RhinosF1 triaged this task as Unbreak Now! priority.Jul 20 2020, 12:52
RhinosF1 created this task.

This was the specific error message returned when trying to create a wiki:

  • [3c36b21f9e3e057f62fcd1e1] 2020-07-20 12:43:49: Fatal exception of type "JobQueueError"

Cheers,
Doug

Given the amount of log spam and the things that require Redis/JobQueue, declared Unbreak Now!

I have just been able to create and decline wikis with no issues.

I have just been able to create and decline wikis with no issues.

We fixed it, we are just working on deciding how to re run affected jobs.
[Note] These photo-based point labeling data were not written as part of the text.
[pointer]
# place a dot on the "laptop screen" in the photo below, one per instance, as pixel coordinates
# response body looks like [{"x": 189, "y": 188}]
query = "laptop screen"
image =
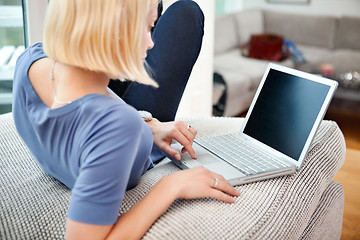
[{"x": 285, "y": 112}]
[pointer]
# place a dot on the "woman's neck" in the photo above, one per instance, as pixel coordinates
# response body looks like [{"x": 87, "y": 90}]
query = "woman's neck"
[{"x": 70, "y": 83}]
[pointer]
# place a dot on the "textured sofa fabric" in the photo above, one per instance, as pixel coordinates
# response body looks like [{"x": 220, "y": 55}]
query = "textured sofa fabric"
[
  {"x": 305, "y": 205},
  {"x": 322, "y": 39}
]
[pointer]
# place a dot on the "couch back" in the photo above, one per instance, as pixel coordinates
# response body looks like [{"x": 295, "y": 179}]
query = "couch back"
[
  {"x": 233, "y": 30},
  {"x": 311, "y": 30},
  {"x": 348, "y": 33}
]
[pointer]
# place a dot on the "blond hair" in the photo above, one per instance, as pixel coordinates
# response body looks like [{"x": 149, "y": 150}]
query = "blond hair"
[{"x": 99, "y": 35}]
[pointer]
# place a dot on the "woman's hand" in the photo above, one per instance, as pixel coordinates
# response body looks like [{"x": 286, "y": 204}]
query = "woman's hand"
[
  {"x": 164, "y": 133},
  {"x": 199, "y": 183}
]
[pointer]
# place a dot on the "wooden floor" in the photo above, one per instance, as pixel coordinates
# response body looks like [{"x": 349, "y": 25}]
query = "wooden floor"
[{"x": 349, "y": 174}]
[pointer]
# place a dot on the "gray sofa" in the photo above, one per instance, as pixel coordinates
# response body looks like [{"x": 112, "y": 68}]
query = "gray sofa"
[
  {"x": 322, "y": 39},
  {"x": 305, "y": 205}
]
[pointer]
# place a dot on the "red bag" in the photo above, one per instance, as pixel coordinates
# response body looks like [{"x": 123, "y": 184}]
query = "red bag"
[{"x": 266, "y": 46}]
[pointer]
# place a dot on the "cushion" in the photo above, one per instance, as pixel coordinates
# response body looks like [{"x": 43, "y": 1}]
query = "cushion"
[
  {"x": 249, "y": 22},
  {"x": 33, "y": 205}
]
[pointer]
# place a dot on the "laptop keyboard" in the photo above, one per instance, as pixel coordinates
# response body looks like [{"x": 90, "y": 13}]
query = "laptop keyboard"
[{"x": 232, "y": 149}]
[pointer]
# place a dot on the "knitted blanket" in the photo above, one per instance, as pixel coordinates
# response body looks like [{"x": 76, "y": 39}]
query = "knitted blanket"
[{"x": 33, "y": 205}]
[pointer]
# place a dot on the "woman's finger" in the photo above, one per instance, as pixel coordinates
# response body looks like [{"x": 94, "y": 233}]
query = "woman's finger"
[{"x": 178, "y": 136}]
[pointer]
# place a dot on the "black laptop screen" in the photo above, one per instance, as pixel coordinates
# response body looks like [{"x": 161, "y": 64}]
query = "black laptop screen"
[{"x": 285, "y": 112}]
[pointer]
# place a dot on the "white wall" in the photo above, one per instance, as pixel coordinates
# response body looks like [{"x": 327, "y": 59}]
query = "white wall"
[
  {"x": 319, "y": 7},
  {"x": 36, "y": 10},
  {"x": 197, "y": 98}
]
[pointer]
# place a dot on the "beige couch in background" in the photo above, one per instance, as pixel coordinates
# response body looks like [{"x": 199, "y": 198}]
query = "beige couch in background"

RhinosF1 lowered the priority of this task from Unbreak Now! to High.Jul 20 2020, 13:40

180 wikis had failed jobs during the time. Most of them being recent changes or links related. We're just seeing how possible it is to rebuild them.

RhinosF1 added a subscriber: Paladox.

I'll let @Paladox close this when they're happy but all jobs we can do anything about are running. We can do anything about some and the rest will automatically fix themselves.

Should we document how we resolved this as @Void suggested on Discord? I can partially document, but may need you and @Paladox to fill in certain back-end things I didn't see.

I simply killed redis-server using pkill -9 <pid>.